Language models shift from lying to truth-telling around 3.5B parameters
A new arXiv preprint identifies a critical scale around 3.5 billion parameters where language models transition from anticorrelated reasoning-truthfulness to cooperative alignment, with architecture and data curation shifting the threshold independently of size.
A preprint posted to arXiv this week describes a phase transition in how language models balance reasoning and truthfulness. Below a family-dependent critical scale — roughly 3.5 billion parameters with a bootstrap confidence interval of 2.9B to 13.4B — the two capabilities anticorrelate: models that reason better lie more. Above that threshold, reasoning and truthfulness cooperate. The finding comes from measurements across 63 base models spanning 16 families, and the transition is invisible to standard loss curves.

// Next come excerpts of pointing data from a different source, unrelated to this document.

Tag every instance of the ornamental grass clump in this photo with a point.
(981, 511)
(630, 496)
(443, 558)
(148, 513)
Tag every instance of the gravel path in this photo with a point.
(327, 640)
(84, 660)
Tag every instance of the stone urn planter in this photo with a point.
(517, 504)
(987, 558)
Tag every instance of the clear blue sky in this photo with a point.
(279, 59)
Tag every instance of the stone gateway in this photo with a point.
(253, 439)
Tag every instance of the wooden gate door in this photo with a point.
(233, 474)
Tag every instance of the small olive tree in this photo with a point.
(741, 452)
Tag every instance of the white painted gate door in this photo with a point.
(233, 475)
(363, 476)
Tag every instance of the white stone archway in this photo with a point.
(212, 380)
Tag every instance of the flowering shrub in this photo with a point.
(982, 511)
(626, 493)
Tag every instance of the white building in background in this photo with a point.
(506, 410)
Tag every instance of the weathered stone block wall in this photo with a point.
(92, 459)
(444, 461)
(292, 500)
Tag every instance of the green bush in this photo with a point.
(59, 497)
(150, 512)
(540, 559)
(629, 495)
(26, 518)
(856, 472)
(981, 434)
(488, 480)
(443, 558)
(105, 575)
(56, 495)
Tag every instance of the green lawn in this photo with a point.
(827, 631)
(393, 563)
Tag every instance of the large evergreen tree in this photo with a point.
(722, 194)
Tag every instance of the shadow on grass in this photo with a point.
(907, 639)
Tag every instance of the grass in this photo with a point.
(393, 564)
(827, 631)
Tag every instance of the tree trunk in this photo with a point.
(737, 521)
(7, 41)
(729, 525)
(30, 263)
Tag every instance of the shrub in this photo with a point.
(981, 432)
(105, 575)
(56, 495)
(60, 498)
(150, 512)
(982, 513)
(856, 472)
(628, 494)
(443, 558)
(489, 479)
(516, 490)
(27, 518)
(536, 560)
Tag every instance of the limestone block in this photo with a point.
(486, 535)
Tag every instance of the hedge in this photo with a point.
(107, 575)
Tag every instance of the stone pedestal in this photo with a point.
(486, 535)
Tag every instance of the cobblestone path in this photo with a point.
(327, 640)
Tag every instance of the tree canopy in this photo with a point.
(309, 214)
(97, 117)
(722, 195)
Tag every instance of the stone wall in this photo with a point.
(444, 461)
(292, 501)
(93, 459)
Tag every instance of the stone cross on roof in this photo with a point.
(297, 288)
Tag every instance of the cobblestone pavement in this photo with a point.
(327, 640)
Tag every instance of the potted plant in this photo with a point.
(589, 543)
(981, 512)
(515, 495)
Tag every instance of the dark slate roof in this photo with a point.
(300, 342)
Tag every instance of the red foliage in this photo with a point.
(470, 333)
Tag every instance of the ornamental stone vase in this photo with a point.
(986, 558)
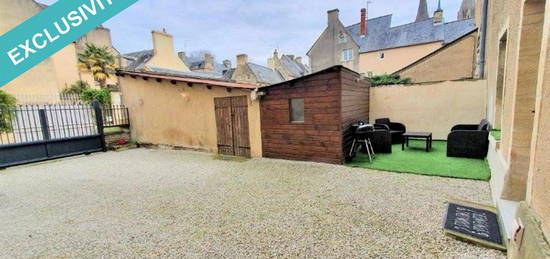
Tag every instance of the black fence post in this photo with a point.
(99, 122)
(44, 124)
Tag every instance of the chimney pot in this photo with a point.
(227, 63)
(363, 32)
(208, 62)
(242, 60)
(333, 16)
(181, 55)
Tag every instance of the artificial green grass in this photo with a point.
(496, 134)
(416, 160)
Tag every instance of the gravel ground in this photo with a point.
(149, 203)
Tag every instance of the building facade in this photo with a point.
(517, 68)
(288, 66)
(45, 81)
(373, 46)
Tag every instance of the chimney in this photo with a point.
(208, 62)
(242, 60)
(363, 25)
(164, 54)
(227, 64)
(333, 16)
(182, 56)
(438, 14)
(422, 11)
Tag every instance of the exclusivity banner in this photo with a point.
(51, 30)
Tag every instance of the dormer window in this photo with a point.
(342, 38)
(347, 55)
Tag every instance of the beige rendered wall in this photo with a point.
(394, 59)
(435, 67)
(40, 80)
(435, 107)
(65, 63)
(182, 116)
(538, 194)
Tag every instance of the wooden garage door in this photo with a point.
(232, 126)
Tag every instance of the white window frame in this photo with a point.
(347, 54)
(343, 39)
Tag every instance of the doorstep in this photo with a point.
(507, 211)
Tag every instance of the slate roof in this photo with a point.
(265, 74)
(137, 61)
(193, 74)
(198, 63)
(294, 68)
(381, 36)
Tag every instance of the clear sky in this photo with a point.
(255, 27)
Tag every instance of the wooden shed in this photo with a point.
(308, 118)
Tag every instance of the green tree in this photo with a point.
(7, 101)
(103, 96)
(77, 88)
(99, 61)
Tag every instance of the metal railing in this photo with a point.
(45, 99)
(115, 116)
(32, 123)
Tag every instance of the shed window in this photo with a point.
(342, 38)
(296, 110)
(347, 54)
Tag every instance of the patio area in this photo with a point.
(143, 203)
(416, 160)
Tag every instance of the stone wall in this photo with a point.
(453, 62)
(431, 107)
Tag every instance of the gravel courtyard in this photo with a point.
(148, 203)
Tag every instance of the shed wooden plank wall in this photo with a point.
(319, 138)
(355, 104)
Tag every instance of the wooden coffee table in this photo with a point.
(427, 136)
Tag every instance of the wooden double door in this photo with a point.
(232, 126)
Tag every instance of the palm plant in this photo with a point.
(99, 61)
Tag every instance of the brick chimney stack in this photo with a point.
(227, 63)
(182, 56)
(242, 60)
(208, 62)
(363, 32)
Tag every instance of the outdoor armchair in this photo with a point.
(382, 139)
(396, 129)
(469, 141)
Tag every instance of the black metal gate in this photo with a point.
(33, 133)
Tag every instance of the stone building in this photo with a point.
(517, 69)
(248, 72)
(373, 46)
(289, 66)
(467, 10)
(44, 82)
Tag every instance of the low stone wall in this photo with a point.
(432, 107)
(112, 136)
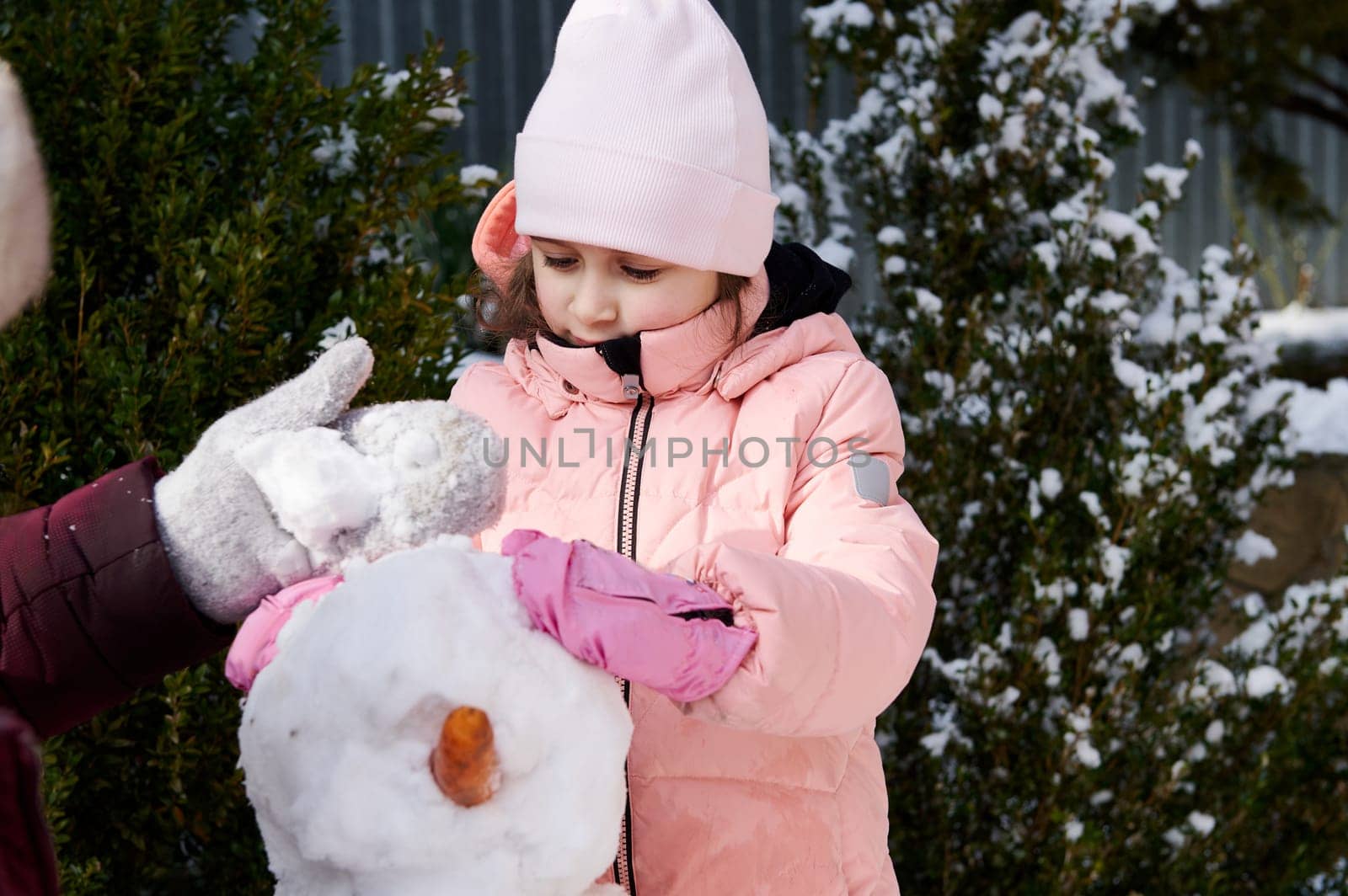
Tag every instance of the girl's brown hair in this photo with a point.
(512, 313)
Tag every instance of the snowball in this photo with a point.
(1169, 177)
(990, 108)
(890, 236)
(1051, 483)
(1201, 822)
(1078, 624)
(337, 152)
(1253, 547)
(476, 179)
(1264, 680)
(1087, 755)
(317, 484)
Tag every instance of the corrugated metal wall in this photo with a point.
(512, 40)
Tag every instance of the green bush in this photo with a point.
(1087, 435)
(213, 217)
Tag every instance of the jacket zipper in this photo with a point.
(629, 495)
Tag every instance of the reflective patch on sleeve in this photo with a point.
(871, 477)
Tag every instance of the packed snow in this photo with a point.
(337, 732)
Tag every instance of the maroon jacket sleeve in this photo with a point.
(89, 606)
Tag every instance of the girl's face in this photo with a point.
(590, 294)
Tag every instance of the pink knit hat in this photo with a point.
(649, 138)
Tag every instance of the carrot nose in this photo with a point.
(464, 760)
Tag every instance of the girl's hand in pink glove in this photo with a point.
(255, 643)
(653, 628)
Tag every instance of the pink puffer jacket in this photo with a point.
(773, 785)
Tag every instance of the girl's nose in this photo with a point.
(593, 302)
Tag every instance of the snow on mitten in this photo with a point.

Parameter count alone does not determine the threshold. Curated training eliminated the anticorrelation dip between Qwen generations, raising coupling from 0.025 to 0.830 at matched scale. Gemma-4 at 4 billion parameters achieves a coupling coefficient of 0.871—characteristic of 13B+ standard-trained models—through distillation and architectural changes. Phi at 1 billion matches the coupling of web-trained 10B models through data curation alone. Width normalization eliminates the anticorrelation across all tested families, pointing to an output-projection bottleneck. The cooperative regime extends to frontier models: a correlation of +0.72 across 34 models from 10 labs. The authors released code, data, an activation-steering tool, and an interactive dashboard at zehenlabs.com/cape that diagnoses any model's coupling phase and provides scaling predictions.